David Brackin says: “Royal Mail is expensive compared to some couriers.”
ALWAYS message your buyer via the site rather than sharing other contact details, and never hand over anything without getting payment first.
Scams, including where a buyer claims not to have received an item, are not uncommon.
So keep postage receipts, tracking information and photos of the item for at least three months.
Dan is not a fan of selling tech, such as phones, on eBay, due to problems caused by fraudulent buyers.
If exchanging in person, ask to meet in a public place.
If they come to your home, hand things over on the doorstep and have someone else there, too.
Use official payment systems. If you’re dealing in person, always ask for cash.
‘NO-FEE ITEMS GO QUICKLY’
PROFESSIONAL declutterer Janine McDonald sells items online for herself and for clients of her business Clear The Clutter Now.
PROFESSIONAL decluttererJanine McDonald sells items online for herself and for clients of her business Clear The Clutter Now.
Janine, 51, from Manchester, uses Facebook sell-and-swap groups and says: “There are no fees and people pick things up straight away.
“If it’s sunny, people want garden furniture now, not in a week’s time.
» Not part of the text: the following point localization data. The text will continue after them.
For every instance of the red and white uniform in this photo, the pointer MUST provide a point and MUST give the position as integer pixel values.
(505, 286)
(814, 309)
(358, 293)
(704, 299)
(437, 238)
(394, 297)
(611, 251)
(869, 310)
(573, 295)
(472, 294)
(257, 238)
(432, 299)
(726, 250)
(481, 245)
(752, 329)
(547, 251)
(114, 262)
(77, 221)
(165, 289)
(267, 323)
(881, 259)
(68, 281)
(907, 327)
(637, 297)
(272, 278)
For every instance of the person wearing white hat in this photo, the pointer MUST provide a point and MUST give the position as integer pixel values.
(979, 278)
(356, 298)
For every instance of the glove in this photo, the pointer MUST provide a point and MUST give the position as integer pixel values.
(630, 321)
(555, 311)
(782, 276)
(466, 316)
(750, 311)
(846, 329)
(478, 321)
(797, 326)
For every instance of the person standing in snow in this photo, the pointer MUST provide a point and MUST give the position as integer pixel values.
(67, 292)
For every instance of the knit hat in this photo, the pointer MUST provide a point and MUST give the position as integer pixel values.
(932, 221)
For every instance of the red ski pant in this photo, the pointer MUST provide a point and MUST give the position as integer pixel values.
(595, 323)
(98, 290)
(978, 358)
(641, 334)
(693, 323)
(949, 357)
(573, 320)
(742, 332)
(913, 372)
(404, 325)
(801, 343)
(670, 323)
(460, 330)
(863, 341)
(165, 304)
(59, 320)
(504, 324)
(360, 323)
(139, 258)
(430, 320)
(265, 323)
The downside is it’s hard to search for things.”
She uses Facebook Marketplace to sell things relating to certain times of year, such as Halloween.
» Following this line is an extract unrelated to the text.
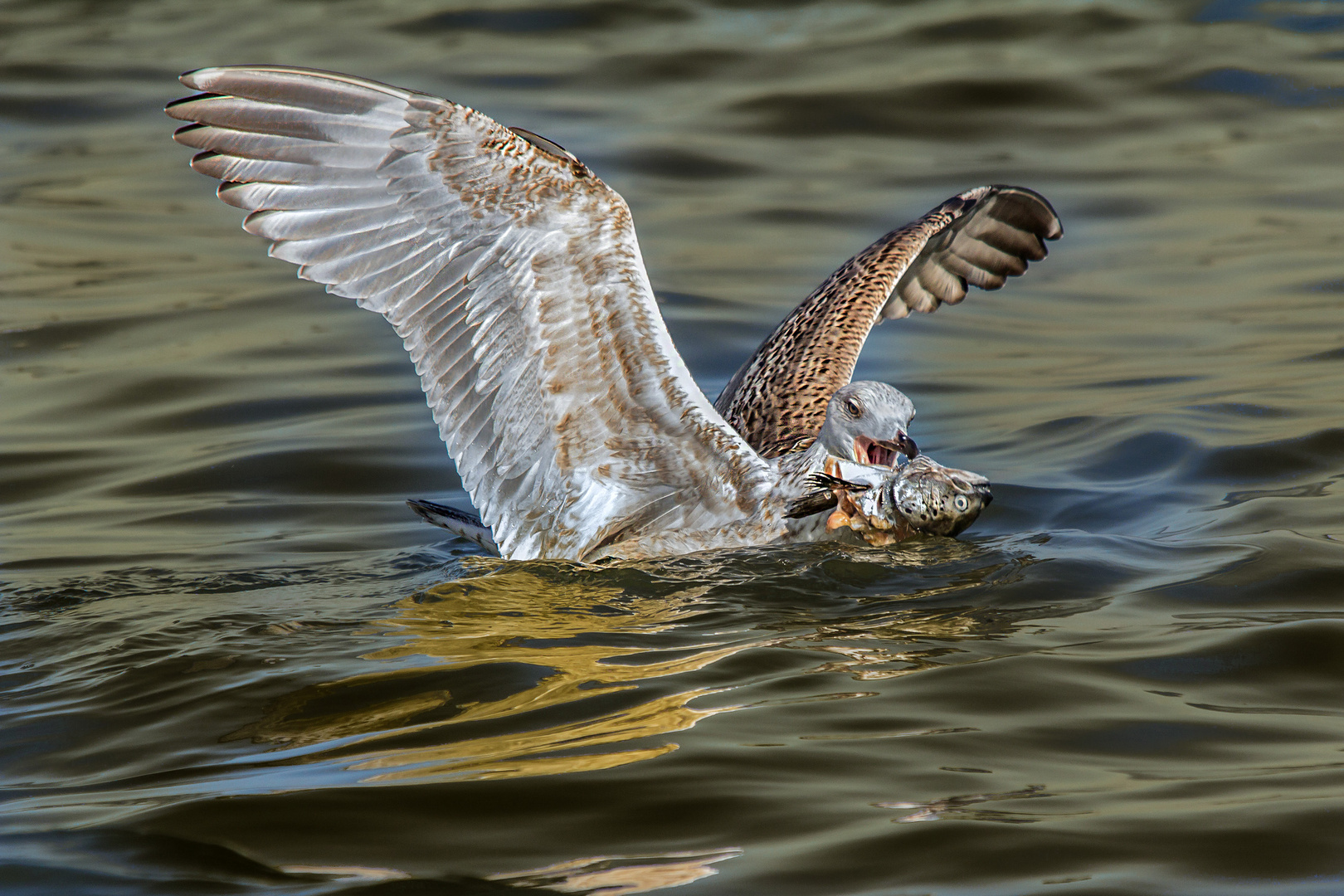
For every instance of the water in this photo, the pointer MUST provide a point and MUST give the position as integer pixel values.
(234, 663)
“I set a minimum price I’d accept, so I’m not short-changed,” she adds.
“On eBay, I use the auction option rather than Buy It Now as you tend to get a better price, especially if you time the auction to end on a Sunday evening.”
To sell quality togs, she turns to Vinted. “Last Christmas a client made £1,000 selling designer clothes,” she says.
But take photos that will help items sell, like the soles of barely worn shoes, she suggests. Include pics of any faults, to avoid complaints.
She adds: “See what similar items have sold for and don’t settle for less.”